Thursday, May 24, 2007
Fettuccine Alfredo with Asparagus
Save yourself about 10 points a serve and try our version of Fettuccine Alfredo!
WW Points: 8.5 points
2 tbls finely chopped red onion
2 ½ cups diagonally slides asparagus
1 tsp mashed or minced garlic
1/3 cup of dried skim milk
1 ½ cups skim milk (or as needed)
1 ½ tbls corn flour
2 tbls 80% Fat Reduced Cream Cheese
1/3 cup finely grated parmesan cheese
Salt and Pepper to taste
1. Heat a medium sized non-stick pan.
2. Remove pan from heat and spray with cooking oil. Add the onions and place back over the heat and sauté until limp, about 5-10 minutes.

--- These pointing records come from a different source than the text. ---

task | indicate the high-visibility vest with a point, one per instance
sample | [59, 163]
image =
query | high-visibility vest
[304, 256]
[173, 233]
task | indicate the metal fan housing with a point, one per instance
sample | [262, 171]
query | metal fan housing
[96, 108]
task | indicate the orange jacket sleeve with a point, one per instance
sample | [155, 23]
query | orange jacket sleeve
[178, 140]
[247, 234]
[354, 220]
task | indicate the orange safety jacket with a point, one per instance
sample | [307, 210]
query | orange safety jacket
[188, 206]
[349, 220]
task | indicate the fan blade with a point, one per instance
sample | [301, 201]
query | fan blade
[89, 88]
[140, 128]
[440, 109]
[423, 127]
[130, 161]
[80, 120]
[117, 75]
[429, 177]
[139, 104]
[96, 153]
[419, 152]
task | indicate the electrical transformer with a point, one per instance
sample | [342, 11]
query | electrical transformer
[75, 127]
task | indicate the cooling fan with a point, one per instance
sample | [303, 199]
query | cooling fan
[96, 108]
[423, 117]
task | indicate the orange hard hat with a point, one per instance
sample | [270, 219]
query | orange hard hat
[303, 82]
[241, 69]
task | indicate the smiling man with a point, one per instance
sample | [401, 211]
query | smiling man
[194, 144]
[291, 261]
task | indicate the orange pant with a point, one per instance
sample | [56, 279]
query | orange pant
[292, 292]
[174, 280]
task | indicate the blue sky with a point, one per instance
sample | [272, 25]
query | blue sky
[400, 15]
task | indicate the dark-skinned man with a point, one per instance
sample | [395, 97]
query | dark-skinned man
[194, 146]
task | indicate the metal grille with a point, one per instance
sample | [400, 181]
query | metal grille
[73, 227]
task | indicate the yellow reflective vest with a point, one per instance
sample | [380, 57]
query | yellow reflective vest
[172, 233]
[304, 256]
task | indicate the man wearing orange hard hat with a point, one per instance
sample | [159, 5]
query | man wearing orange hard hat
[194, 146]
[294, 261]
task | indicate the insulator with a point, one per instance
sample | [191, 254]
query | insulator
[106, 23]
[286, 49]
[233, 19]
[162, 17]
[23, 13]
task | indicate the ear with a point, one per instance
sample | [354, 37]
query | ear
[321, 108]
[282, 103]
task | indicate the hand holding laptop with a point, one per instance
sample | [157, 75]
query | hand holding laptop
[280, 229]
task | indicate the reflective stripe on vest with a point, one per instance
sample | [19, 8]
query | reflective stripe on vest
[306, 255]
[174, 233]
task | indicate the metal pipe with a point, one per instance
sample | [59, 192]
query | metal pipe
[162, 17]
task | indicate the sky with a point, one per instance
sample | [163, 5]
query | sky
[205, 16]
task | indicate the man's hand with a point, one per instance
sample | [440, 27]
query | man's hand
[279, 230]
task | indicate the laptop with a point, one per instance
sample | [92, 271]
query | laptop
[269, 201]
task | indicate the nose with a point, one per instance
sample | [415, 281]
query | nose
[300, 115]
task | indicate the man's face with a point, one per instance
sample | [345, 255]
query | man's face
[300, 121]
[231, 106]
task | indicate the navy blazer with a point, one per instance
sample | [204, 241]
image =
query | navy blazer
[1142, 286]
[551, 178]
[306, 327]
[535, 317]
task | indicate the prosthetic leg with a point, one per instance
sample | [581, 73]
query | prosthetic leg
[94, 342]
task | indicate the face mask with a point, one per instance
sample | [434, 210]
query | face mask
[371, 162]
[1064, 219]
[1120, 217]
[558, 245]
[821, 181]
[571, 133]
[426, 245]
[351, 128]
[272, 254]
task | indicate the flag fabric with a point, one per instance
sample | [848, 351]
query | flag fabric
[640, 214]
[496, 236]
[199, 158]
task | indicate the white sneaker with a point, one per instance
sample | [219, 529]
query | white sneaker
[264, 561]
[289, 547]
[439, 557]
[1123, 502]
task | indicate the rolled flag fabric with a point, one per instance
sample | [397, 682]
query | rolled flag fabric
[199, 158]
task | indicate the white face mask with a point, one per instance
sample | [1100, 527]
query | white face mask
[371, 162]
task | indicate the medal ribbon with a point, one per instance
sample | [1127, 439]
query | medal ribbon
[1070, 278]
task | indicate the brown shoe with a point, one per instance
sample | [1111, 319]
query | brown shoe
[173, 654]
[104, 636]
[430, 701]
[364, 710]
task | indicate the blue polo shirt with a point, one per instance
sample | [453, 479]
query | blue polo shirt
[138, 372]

3. Add the asparagus and garlic cover the pan and turn off the heat – the steam from the onion will cook the asparagus.
4. In a large pan, combine the dry milk and skim milk and whisk until blended. Add the flour, stir, and cook over medium-high heat until thickened.

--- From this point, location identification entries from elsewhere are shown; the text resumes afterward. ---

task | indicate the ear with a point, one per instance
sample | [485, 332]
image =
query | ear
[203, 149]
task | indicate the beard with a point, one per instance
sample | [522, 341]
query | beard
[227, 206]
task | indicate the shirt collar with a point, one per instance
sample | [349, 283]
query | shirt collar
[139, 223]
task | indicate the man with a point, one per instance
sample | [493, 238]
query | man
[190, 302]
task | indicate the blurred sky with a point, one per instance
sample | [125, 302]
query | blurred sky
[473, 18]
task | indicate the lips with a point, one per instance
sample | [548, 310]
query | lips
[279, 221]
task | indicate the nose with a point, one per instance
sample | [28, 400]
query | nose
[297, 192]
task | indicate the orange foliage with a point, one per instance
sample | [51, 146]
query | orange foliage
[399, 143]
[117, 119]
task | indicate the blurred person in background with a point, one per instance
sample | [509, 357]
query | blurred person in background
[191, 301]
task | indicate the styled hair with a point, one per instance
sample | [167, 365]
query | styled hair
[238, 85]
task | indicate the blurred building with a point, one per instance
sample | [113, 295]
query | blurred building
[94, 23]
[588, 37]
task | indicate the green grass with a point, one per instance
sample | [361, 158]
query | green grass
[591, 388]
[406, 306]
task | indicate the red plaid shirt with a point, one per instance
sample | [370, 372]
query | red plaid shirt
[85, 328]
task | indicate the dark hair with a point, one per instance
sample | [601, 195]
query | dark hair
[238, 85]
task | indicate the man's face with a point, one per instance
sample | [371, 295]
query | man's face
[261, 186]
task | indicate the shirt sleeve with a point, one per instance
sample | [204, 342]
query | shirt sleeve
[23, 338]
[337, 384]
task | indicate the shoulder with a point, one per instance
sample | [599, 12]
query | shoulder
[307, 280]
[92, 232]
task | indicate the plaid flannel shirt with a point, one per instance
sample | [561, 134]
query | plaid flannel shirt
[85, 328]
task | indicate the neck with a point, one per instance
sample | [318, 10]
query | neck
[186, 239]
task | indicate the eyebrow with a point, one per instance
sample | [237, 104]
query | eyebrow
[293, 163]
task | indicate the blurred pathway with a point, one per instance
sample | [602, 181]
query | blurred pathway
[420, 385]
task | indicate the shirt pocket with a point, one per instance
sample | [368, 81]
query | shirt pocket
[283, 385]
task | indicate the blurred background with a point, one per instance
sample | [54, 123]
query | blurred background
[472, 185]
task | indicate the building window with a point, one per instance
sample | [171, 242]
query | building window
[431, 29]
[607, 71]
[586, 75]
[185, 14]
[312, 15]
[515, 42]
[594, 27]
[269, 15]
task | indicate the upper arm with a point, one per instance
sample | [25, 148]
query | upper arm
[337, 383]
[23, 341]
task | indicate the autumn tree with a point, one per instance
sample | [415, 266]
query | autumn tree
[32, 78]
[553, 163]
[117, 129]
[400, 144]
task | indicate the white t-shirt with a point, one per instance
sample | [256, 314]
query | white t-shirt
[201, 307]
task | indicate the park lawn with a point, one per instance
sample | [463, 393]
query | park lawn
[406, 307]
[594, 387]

5. In a small bowl, add 2 tablespoons of hot sauce to the cream cheese and stir until smooth. Return this mixture to the hot sauce. Add the Parmesan and stir until melted. Keep warm. Of the mixture becomes too thick, thin it out with a small amount of skim milk. The consistency should be like cream and gravy.
6. Cook the fettuccine in boiling water according to the package directions until it is al dente; drain.
7. Add the hot pasta and the garlic and the vegetables to the sauce in the skillet.
8. Stir and cook over medium-low heat until heated through. Divide between 4 bowls and serve.
1 comment:
How much fetticine do you serve and have you included that in the point count?